Sie verließen die Berge, es ging in die Wüste hinunter, durchs Death Valley Richtung Las Vegas, das war der Plan. Draußen wurde es sehr schnell sehr heiß, Schilder am Straßenrand warnten davor, den Trip mit zu wenig Wasser und Treibstoff zu wagen. Sie füllten ihre Vorräte an einer Tankstelle auf, am Rande eines staubigen Städtchens, das im Grunde nur aus einer Hauptstraße mit abgeblätterten Werbetafeln bestand und früher oft als Filmkulisse herhalten musste. Ein alter Kerl an der Kasse trug seine Smith&Wesson am Gürtel, offen, wie ein Cowboy. Als Tim den Revolver sah, erschrak er. Er kam sich auf einmal nackt und wehrlos vor, wie ein armer, halbverhungerter Farmer aus einem billigen Western, der seine Familie nicht richtig beschützen konnte. Er dachte wieder an den unheimlichen Typen auf dem Indianerfriedhof, er konnte ihn einfach nicht vergessen. Er wusste, dass er nicht kräftig und stark genug war, um eine körperliche Auseinandersetzung zu bestehen. Er sah aus wie der Typ, der in einem James Bond Film die Computer hackt: die schmalen feingliedrigen Finger, das hagere Gesicht, die scharfe Nase und die Brille, umrahmt vom halblangen, pechschwarzen Haar, das er sauber gescheitelt trug.

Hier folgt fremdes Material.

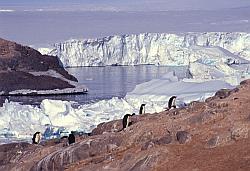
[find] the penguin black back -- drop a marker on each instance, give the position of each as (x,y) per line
(171,102)
(36,138)
(142,109)
(126,122)
(71,138)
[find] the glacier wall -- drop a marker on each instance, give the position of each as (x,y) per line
(156,48)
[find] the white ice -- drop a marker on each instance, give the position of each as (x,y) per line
(21,121)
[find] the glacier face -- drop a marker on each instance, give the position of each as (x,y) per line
(210,48)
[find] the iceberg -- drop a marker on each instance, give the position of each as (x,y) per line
(22,121)
(155,48)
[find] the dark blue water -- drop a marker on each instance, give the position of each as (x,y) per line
(107,82)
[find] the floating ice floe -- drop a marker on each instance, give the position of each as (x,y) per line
(22,121)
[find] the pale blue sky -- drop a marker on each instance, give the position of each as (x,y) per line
(125,5)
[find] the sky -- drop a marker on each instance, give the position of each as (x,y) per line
(43,22)
(123,5)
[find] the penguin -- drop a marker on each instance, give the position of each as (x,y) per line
(36,138)
(126,122)
(171,102)
(71,138)
(142,109)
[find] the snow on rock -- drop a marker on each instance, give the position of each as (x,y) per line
(155,48)
(21,121)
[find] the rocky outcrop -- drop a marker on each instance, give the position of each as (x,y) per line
(211,135)
(18,63)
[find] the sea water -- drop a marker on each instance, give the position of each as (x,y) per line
(107,82)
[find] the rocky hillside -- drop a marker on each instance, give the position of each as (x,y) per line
(19,63)
(211,135)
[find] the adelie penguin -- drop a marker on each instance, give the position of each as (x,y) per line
(126,122)
(142,109)
(36,138)
(71,138)
(171,103)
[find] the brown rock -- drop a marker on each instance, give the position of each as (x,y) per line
(183,137)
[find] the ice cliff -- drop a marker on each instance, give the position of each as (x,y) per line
(156,48)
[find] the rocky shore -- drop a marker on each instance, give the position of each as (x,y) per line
(210,135)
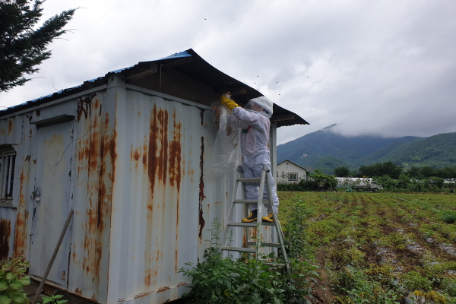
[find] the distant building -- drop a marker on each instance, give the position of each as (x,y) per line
(290,173)
(129,153)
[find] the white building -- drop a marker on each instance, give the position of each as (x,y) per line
(127,152)
(290,173)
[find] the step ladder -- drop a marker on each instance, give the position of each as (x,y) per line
(254,246)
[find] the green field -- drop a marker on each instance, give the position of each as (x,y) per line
(378,247)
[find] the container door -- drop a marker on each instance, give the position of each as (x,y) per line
(52,159)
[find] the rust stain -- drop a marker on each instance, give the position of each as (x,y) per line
(20,237)
(147,278)
(83,107)
(175,156)
(202,115)
(201,222)
(10,126)
(5,233)
(97,155)
(157,160)
(201,185)
(136,155)
(163,289)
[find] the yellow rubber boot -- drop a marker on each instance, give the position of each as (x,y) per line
(251,218)
(268,218)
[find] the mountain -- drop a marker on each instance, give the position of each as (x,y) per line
(327,150)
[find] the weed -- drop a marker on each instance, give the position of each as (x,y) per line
(449,217)
(54,299)
(414,281)
(12,280)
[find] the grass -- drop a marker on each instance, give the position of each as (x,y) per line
(379,247)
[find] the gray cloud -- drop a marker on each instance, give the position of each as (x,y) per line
(382,67)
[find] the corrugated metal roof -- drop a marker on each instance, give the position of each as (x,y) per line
(187,62)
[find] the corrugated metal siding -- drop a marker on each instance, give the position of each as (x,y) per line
(141,187)
(164,196)
(95,156)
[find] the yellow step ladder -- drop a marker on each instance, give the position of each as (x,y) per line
(253,246)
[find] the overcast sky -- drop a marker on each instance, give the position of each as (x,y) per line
(375,67)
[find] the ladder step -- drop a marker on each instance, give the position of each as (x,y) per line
(266,202)
(252,224)
(276,245)
(240,249)
(249,179)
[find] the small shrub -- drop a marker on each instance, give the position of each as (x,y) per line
(54,299)
(449,217)
(414,281)
(12,281)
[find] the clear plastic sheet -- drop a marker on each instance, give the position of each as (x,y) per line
(226,153)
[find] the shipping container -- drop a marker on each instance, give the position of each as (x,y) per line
(130,153)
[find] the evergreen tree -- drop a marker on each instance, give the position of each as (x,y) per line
(22,43)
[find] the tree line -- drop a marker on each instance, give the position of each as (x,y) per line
(395,171)
(392,178)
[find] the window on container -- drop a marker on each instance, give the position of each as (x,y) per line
(7,161)
(293,176)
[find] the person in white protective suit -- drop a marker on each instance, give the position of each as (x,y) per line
(255,124)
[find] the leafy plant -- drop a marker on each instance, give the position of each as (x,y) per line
(12,280)
(54,299)
(414,281)
(449,217)
(223,280)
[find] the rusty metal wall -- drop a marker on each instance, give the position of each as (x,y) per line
(165,196)
(141,188)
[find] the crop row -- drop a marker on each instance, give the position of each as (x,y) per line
(386,247)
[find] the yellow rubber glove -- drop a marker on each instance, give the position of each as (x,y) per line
(229,103)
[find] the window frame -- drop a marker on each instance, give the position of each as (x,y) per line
(292,173)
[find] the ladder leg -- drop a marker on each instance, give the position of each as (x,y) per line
(277,225)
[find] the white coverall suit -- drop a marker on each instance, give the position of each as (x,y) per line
(255,153)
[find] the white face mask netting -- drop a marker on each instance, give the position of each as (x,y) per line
(261,105)
(226,152)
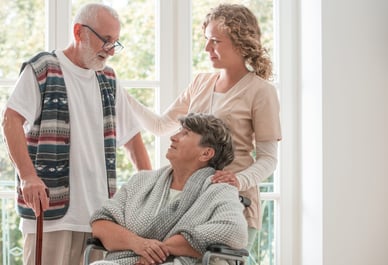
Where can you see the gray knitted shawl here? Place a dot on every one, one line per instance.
(204, 213)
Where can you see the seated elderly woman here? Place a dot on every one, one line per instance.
(173, 214)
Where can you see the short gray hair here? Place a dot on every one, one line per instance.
(215, 134)
(88, 13)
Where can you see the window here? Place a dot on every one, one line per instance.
(163, 48)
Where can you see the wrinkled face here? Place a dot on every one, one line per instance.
(185, 148)
(94, 55)
(219, 46)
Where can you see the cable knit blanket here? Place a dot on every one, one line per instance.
(204, 213)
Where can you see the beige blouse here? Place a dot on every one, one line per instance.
(250, 109)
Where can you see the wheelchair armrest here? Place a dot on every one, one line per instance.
(227, 250)
(95, 242)
(91, 244)
(245, 201)
(224, 252)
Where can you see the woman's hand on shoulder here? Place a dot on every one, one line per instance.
(226, 176)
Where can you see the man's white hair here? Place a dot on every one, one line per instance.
(88, 13)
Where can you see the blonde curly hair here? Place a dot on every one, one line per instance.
(242, 27)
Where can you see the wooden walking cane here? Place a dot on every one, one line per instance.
(39, 234)
(39, 237)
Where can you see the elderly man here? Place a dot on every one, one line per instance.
(173, 214)
(62, 124)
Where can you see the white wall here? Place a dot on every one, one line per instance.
(352, 188)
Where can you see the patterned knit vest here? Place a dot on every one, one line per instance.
(48, 140)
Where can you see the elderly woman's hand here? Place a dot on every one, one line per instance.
(226, 176)
(151, 251)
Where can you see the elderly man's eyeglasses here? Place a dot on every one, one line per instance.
(107, 46)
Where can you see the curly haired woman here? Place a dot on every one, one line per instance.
(239, 93)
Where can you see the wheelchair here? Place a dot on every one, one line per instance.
(230, 255)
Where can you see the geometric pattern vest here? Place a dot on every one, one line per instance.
(48, 140)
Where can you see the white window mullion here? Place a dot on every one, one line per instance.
(58, 23)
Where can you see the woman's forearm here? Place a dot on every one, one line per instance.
(179, 246)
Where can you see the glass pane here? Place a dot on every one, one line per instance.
(6, 168)
(137, 60)
(124, 169)
(263, 10)
(22, 34)
(263, 251)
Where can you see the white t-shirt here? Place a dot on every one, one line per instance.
(88, 182)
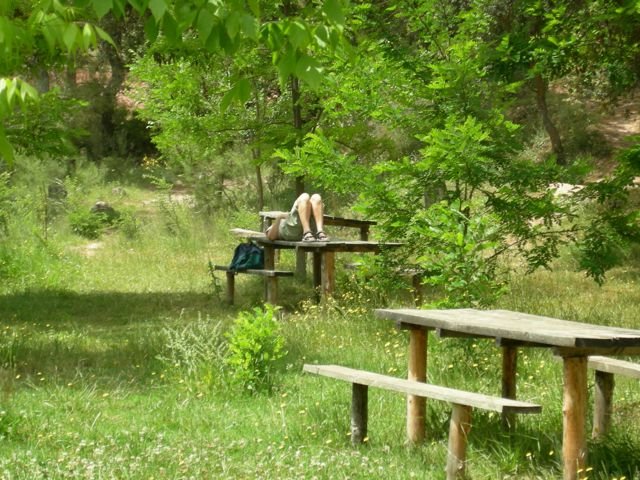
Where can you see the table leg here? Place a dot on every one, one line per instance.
(602, 403)
(509, 369)
(328, 273)
(417, 406)
(317, 274)
(574, 409)
(301, 264)
(269, 264)
(459, 428)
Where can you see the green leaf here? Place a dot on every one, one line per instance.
(287, 63)
(70, 35)
(333, 10)
(298, 35)
(27, 91)
(244, 90)
(249, 26)
(228, 98)
(308, 70)
(88, 36)
(6, 151)
(11, 87)
(119, 7)
(233, 23)
(254, 5)
(102, 7)
(138, 5)
(170, 28)
(204, 24)
(104, 35)
(151, 29)
(158, 8)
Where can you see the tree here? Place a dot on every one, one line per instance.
(55, 26)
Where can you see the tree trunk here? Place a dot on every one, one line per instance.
(297, 124)
(256, 150)
(259, 187)
(549, 126)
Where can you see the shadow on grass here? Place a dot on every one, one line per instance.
(100, 309)
(61, 336)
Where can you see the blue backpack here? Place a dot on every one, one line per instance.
(247, 256)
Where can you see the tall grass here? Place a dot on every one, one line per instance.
(111, 356)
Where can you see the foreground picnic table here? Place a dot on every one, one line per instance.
(573, 341)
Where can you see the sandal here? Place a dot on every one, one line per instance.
(322, 237)
(308, 237)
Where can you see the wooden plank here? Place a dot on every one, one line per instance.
(417, 372)
(472, 399)
(328, 268)
(509, 372)
(328, 219)
(574, 409)
(518, 326)
(359, 412)
(602, 403)
(252, 271)
(614, 365)
(459, 428)
(594, 351)
(248, 233)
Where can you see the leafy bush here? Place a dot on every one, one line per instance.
(88, 224)
(196, 352)
(255, 346)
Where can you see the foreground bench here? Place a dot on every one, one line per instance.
(271, 281)
(462, 403)
(605, 368)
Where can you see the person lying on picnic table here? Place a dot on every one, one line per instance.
(304, 221)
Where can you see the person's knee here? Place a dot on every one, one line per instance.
(303, 198)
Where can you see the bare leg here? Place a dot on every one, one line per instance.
(304, 211)
(318, 211)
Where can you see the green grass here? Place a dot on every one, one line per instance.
(90, 386)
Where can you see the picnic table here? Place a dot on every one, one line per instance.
(324, 253)
(324, 264)
(572, 341)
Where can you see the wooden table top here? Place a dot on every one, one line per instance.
(328, 219)
(334, 245)
(523, 327)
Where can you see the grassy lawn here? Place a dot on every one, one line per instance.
(111, 368)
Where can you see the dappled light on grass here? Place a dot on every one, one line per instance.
(119, 370)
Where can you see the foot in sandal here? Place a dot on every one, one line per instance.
(322, 237)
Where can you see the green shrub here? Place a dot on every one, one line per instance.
(255, 346)
(88, 224)
(195, 353)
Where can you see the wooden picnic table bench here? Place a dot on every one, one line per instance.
(573, 341)
(323, 254)
(605, 368)
(269, 216)
(271, 280)
(462, 404)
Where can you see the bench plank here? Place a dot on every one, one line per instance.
(271, 281)
(472, 399)
(255, 271)
(614, 365)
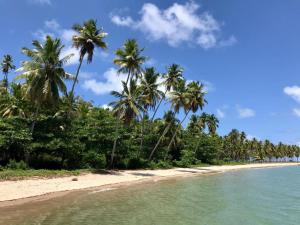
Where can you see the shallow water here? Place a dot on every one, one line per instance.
(247, 197)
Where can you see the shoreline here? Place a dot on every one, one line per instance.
(23, 191)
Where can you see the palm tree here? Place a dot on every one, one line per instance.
(7, 65)
(190, 98)
(169, 122)
(44, 73)
(171, 80)
(127, 107)
(150, 94)
(212, 124)
(130, 59)
(14, 106)
(87, 38)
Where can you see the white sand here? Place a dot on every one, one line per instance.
(13, 190)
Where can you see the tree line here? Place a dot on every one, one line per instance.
(43, 125)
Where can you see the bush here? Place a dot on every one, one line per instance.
(94, 160)
(187, 159)
(136, 163)
(160, 165)
(14, 165)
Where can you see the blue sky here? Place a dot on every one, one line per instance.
(246, 52)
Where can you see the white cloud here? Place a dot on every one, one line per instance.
(208, 86)
(112, 82)
(245, 112)
(220, 113)
(296, 112)
(228, 42)
(105, 106)
(87, 75)
(52, 24)
(177, 24)
(40, 2)
(293, 91)
(122, 21)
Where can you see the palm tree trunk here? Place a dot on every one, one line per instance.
(174, 135)
(158, 106)
(34, 120)
(159, 140)
(142, 135)
(114, 146)
(76, 77)
(128, 76)
(6, 82)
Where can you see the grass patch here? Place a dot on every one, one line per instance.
(9, 174)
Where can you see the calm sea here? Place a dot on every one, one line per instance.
(245, 197)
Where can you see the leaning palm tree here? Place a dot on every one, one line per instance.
(169, 121)
(126, 108)
(171, 80)
(7, 65)
(130, 59)
(87, 38)
(179, 95)
(44, 73)
(190, 98)
(14, 106)
(150, 94)
(212, 124)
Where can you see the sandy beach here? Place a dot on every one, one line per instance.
(26, 189)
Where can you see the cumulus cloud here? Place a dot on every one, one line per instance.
(296, 112)
(112, 82)
(40, 2)
(245, 112)
(293, 91)
(177, 24)
(122, 21)
(220, 113)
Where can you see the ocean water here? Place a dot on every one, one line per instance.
(246, 197)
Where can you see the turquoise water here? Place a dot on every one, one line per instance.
(247, 197)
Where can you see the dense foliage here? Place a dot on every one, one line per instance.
(42, 125)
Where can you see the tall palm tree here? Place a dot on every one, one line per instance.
(130, 59)
(7, 65)
(87, 38)
(171, 80)
(169, 122)
(126, 108)
(150, 94)
(212, 124)
(44, 73)
(14, 106)
(190, 98)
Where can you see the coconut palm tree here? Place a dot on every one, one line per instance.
(14, 106)
(6, 66)
(44, 73)
(190, 98)
(88, 37)
(171, 80)
(212, 124)
(169, 121)
(130, 59)
(126, 108)
(150, 94)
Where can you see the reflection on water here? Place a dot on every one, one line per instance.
(247, 197)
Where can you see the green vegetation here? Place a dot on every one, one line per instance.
(43, 126)
(14, 174)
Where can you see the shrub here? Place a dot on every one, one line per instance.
(94, 160)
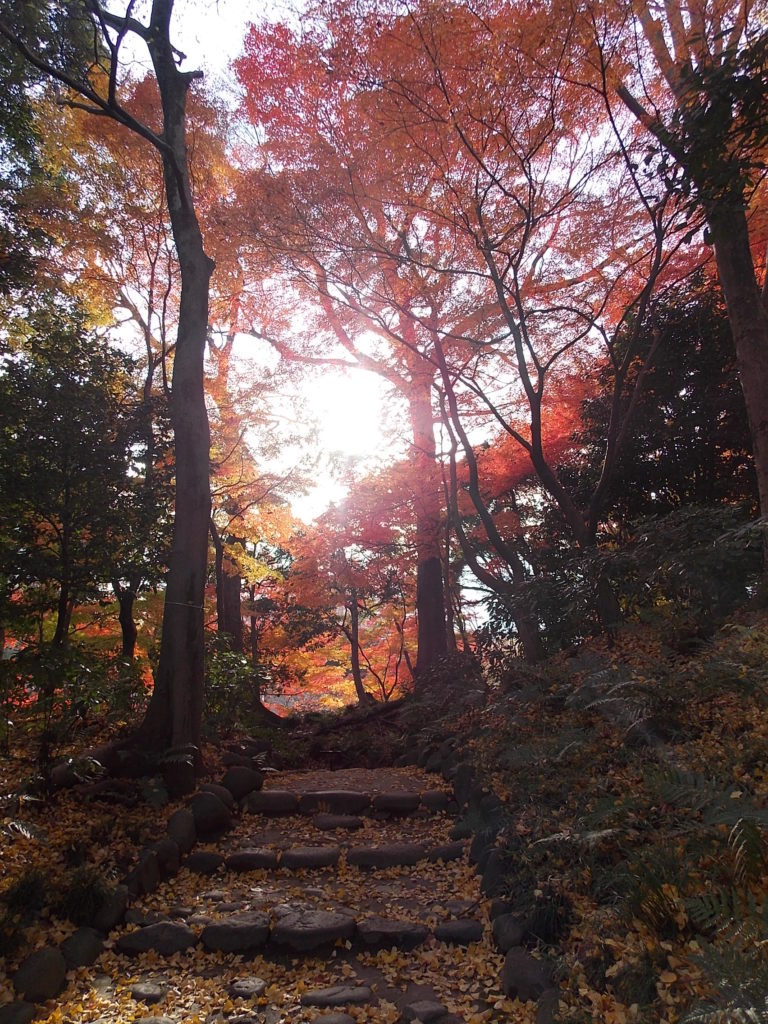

In diesem Land war er der Nerd. Ein eingebildetes Greenhorn, das mit einer wunderschönen jungen Frau unterwegs war, die er im Grunde nicht verdient hatte.
„Ich finde, wir sollten uns eine Waffe zulegen“, sagte er, als er den Motor wieder gestartet hatte.
Sofia hatte ihre Wanderschuhe und ihren Hoodie ausgezogen und ihre kleinen nackten Füße auf dem Armaturenbrett über dem Handschuhfach abgelegt. Tim sah, dass sie die Nägel frisch lackiert hatte, ein sattes Rot. Um ihren linken Knöchel trug sie wie stets eine feingliedrige Silberkette. Sie gähnte unverschämt.
„Warum denn?“
„Was für eine Frage. Zum Schutz natürlich.“
„Ich fühle mich sicher bei dir.“
Hitze. Sie zog in Schlieren über die schnurgerade bis zum Horizont reichende Fahrbahn. Überall schimmerten die Disteln wie Schuppen. Abends, das warme Strahlen des Sandbodens während einer Pause, das letzte Sonnenlicht pulste über die fernen, für immer schneebedeckten Berge. Postkarten, großes Kino, wo hin man auch sah. Sofia, zwischen den roten Felsen, wie ein wildes Indianermädchen. Sie musste pinkeln
„Pass auf wegen der Schlangen“, sagte Tim und biss in ein dreieckiges Fertigsandwich.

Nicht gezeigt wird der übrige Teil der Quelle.